If you take the same load at 40v that you originally had at 120v you will have 3 times the current. Things are complicated somewhat in that you are comparing a balanced 3 phase resistive load at 120v to a dc resistive load at 40v but if there is no battery involved it doesn't make a lot of difference to the cable argument.
Without resizing the cables the cable loss is going to go up about 9 times.
If you are shunting the dc resistive load across a battery then things are worse as the instantaneous current into the rectifier is carried by a pair of the 3 cables at any instant and the losses are worse.
If as I suspect you are hoping to charge the battery and when it is full, divert the dc to a heater not connected to the battery then you have several issues to contend with.

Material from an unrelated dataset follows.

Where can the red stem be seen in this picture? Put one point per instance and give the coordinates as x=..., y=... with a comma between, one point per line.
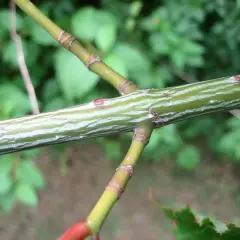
x=79, y=231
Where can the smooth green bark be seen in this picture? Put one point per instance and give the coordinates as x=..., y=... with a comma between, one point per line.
x=120, y=114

When connected to the battery you may benefit from the undersized line cable as it may match your blades better and give you more power. You will now be working in a very different mode from your original heater scheme. It will be stall dominated and control will be easy.

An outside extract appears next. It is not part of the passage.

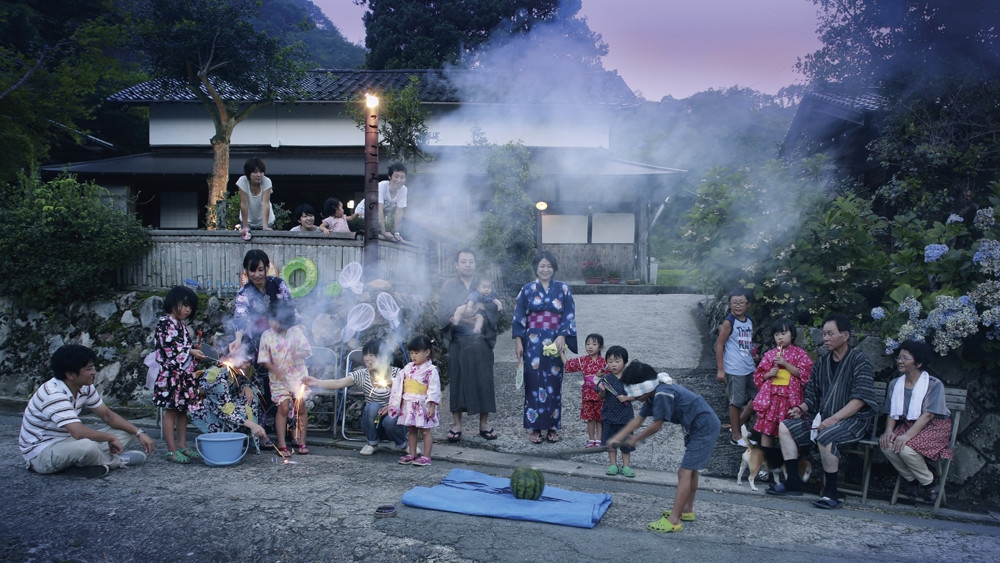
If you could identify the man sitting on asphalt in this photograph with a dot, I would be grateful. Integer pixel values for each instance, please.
(53, 438)
(841, 390)
(376, 423)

If you disconnect the battery and connect a heater it will work in a different mode, it now really needs a cube law heater controller to give good results, any single resistive load will be a compromise, running stalled in low wind and run away in high winds ( similar to what you had before). The cable losses now are wasting your available power and are not desirable so you would benefit from thicker cable.

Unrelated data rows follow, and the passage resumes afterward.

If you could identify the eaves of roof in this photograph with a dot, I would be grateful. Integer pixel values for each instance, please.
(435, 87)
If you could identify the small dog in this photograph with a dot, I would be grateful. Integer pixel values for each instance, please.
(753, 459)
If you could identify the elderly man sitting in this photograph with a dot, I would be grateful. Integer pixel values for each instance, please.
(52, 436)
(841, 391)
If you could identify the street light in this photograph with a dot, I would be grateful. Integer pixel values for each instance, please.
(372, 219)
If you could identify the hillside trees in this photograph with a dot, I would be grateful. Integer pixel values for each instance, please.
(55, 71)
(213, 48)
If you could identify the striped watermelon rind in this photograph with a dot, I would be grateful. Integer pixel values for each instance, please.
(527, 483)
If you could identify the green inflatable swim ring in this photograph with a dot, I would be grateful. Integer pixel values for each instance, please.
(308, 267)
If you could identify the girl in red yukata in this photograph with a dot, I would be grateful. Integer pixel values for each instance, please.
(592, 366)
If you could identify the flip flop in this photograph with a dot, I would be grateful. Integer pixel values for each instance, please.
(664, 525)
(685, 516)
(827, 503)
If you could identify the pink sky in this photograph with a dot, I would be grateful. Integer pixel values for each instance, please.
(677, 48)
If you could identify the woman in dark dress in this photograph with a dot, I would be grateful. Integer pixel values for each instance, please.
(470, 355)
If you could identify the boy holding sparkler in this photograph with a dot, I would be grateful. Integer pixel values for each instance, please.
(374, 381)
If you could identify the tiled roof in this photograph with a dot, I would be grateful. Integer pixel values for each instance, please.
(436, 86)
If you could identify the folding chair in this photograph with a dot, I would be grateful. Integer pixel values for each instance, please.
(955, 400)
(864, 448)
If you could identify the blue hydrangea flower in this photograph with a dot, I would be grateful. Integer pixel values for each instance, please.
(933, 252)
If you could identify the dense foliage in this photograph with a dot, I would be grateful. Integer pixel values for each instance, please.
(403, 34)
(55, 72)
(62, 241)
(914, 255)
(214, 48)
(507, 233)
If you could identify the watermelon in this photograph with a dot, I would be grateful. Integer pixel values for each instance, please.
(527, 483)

I am not sure how much you want the battery power and how much you want the heat but the best simple trick to get a good compromise is to beef up the cables to the point where they cause very little loss. The machine should stall hard into the battery at this point if it is a good size alternator and you have chosen the cut in correctly.
If you now add a series dc heater in the line from the rectifier to battery you can bring it out of stall and choose a value that gives best charging current. When battery charging in high winds you will get some heat from this series heater.
When the battery is full you could use a diversion controller to dump to another dc heater as others do as a dump load. This will float the battery and you will now have heat from both heaters.
The 24v dump load heater is a low and awkward value bit you should cope ok. The series heater in the line will be a very low resistance and will be awkward to obtain and particularly so if you want to dump the heat as an immersion heater but with ingenuity it can be done ( banks of diesel glow plugs may work).
Just one other point. If you have wound this to charge effectively at 24v then if you disconnect the battery and connect a heater to the dc output I would expect much more than 40v unless you keep adding resistors in parallel to keep it stalled.
If you cut in at 8mph at 24v then if correctly loaded you would be looking at nearer 100v in a decent wind so watch rectifier voltage ratings.